Local fishermen were divided on the service as well.

“Easy money, taking yahoos out on the sea and chucking them overboard,” James Conlee said. “Getting them back in can be rough, but it’s them who get banged up, not me.”

Others disagreed.

“Divers in the water scare off the fish,” Antonio Fletcher said. “Need fewer divers out there, not more. Plus, divers bobbing at the surface can be hard to see. Don’t want my prop getting dinged up on one of their scuba tanks.”

Island officials questioned the program’s safety.

“If a buddy team gets dropped off late in the day and there’s no boats nearby when they surface, they might never be found,” Island Police Constable Rafe Marquette said. “If they’re off the south end, in a current, the next stop’s Venezuela.

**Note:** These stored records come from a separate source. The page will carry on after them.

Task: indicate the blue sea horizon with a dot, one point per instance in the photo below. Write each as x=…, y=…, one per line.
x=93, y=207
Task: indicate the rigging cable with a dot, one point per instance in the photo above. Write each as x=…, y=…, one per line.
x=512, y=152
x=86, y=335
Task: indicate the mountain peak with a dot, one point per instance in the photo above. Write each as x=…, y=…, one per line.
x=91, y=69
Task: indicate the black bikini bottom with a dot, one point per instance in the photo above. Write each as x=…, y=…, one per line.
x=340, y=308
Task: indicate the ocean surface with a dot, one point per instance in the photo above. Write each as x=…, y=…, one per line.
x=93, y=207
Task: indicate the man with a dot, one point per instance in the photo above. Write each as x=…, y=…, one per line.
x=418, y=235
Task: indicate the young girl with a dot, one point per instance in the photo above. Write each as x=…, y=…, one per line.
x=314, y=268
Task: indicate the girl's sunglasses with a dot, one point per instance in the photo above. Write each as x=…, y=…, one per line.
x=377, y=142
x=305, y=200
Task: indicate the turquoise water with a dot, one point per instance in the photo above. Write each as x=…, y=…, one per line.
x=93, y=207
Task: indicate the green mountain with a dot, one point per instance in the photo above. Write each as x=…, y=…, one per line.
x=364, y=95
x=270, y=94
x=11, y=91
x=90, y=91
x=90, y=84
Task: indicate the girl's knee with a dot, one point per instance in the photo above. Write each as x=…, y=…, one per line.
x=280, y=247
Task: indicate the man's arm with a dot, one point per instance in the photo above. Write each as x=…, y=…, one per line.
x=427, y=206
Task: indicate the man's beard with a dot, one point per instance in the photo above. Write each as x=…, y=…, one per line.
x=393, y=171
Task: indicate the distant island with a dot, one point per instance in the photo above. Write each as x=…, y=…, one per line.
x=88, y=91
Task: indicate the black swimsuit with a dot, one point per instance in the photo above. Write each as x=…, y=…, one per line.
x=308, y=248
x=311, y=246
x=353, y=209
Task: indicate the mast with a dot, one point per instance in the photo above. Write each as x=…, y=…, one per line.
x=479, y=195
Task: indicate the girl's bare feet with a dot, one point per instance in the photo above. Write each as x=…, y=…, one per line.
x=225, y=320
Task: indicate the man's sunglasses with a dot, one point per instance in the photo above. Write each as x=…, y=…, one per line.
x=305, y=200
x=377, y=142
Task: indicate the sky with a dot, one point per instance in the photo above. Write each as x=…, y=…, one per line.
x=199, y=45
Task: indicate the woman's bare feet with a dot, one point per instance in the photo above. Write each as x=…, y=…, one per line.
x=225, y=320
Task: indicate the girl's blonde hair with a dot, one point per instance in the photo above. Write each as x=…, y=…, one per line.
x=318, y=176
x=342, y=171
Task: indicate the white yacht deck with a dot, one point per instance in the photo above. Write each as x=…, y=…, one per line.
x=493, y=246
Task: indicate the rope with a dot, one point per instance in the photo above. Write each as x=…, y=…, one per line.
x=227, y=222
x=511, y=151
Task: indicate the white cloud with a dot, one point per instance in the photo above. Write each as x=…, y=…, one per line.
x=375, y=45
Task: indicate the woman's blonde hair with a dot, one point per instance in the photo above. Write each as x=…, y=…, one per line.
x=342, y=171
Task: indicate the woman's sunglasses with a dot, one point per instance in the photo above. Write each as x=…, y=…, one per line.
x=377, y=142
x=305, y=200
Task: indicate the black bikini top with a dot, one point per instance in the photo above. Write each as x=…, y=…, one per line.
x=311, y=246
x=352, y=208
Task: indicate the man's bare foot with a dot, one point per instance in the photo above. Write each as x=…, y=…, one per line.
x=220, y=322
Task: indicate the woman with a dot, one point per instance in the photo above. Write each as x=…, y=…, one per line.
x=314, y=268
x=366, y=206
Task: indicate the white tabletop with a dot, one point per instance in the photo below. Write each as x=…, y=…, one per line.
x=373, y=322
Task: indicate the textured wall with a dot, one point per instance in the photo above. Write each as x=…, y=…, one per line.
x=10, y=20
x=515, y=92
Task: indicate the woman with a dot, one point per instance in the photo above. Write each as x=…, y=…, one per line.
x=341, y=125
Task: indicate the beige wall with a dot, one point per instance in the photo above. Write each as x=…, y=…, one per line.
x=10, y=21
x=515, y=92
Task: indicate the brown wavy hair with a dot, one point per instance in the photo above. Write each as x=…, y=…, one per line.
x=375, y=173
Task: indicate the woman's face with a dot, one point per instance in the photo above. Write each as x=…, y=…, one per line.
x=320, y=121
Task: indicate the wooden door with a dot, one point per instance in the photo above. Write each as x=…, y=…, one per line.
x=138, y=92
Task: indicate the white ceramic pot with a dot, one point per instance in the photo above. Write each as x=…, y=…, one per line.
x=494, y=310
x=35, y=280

Or a shark’s belly.”

App developers say those criticisms are unfounded.

“Divers don’t scare off fish, and ‘Tonio shouldn’t be fishing in the marine park anyway,” Goby said. “And if he can’t see a diver on the surface, he should be driving a skiff.

“Also, we guarantee any diver Dryft drops off will have a ride back,” Goby said. “We ran test dives for months before the official launch, and we never had a single diver complain. We learned our lesson after we lost the first few.”